La pauvreté a légèrement reflué en Afrique subsaharienne lors des vingt dernières années, mais le nombre d'Africains vivant dans un extrême dénuement n'en continue pas moins de progresser, dans le sillage de la démographie, selon un rapport de la Banque mondiale (BM) publié vendredi.
Moins d'un Africain sur deux (43%) vivait en 2012 sous le seuil de pauvreté, récemment relevé à 1,90 dollar par jour par la BM. La proportion était de 56% en 1990.
Mais l'Afrique demeure le continent où la grande pauvreté est la plus enracinée: 388 millions d'Africains étaient pauvres en 2012 contre 280 millions vingt ans plus tôt. La tendance se poursuit, selon la BM, qui évalue à 35,2% le taux de pauvreté cette année.
Derrière ces chiffres, de profondes disparités d'un pays à l'autre mais aussi entre villes et campagnes, relève le rapport, qui souligne aussi la difficulté de rassembler des données statistiques fiables - et comparables - à l'échelle du continent.

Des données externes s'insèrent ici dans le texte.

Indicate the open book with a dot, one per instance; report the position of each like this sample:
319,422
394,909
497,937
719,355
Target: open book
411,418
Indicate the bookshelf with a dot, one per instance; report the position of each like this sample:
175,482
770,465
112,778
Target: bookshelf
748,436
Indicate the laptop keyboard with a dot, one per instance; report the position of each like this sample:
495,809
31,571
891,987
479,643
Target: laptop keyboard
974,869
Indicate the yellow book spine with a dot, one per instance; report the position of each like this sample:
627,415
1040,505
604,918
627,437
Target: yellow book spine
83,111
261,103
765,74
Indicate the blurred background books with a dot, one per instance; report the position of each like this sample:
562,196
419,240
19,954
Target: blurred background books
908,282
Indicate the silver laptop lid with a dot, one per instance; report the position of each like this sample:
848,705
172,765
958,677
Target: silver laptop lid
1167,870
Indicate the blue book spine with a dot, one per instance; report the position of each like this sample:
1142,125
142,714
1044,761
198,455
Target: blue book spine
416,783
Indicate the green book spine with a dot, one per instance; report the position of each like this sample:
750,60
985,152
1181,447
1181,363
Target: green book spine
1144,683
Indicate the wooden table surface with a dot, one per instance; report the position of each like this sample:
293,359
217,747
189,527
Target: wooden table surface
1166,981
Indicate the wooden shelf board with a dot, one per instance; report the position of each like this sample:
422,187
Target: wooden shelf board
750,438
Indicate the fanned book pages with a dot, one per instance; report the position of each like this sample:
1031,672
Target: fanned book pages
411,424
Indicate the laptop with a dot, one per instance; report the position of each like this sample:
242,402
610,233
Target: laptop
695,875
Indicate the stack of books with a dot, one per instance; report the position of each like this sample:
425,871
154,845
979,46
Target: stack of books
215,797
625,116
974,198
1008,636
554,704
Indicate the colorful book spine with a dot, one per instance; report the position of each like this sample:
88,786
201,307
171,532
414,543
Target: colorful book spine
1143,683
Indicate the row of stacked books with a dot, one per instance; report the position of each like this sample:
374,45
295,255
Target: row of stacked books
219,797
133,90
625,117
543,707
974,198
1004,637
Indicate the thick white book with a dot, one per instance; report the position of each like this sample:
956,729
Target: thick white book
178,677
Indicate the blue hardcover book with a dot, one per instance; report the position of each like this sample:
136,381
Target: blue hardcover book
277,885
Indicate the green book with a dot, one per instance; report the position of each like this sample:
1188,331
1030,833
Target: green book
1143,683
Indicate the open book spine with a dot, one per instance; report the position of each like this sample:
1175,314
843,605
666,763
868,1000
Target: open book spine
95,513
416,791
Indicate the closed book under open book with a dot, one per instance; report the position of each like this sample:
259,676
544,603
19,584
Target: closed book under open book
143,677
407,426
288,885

Au Ghana, où le rapport était officiellement lancé vendredi par le président de la BM, Jim Yong Kim, le taux de pauvreté a chuté de 53% en 1991 à 21% en 2012.
Le Rwanda et l'Ethiopie affichent aussi de réels progrès grâce à de gros efforts de productivité dans le domaine agricole, a expliqué à l'AFP le vice-président de la BM en charge de l'Afrique, Makhtar Diop.
"Le Rwanda a fait un travail impressionnant de terrassement sur les collines", d'où des rendements doublés pour le maïs et en hausse de 130% pour les pommes de terre, relève-t-il.
Dans un continent où 65 à 70% de la population vit dans les zones rurales, "le taux de croissance dans l'agriculture contribue énormément à la réduction de la pauvreté", souligne l'économiste sénégalais.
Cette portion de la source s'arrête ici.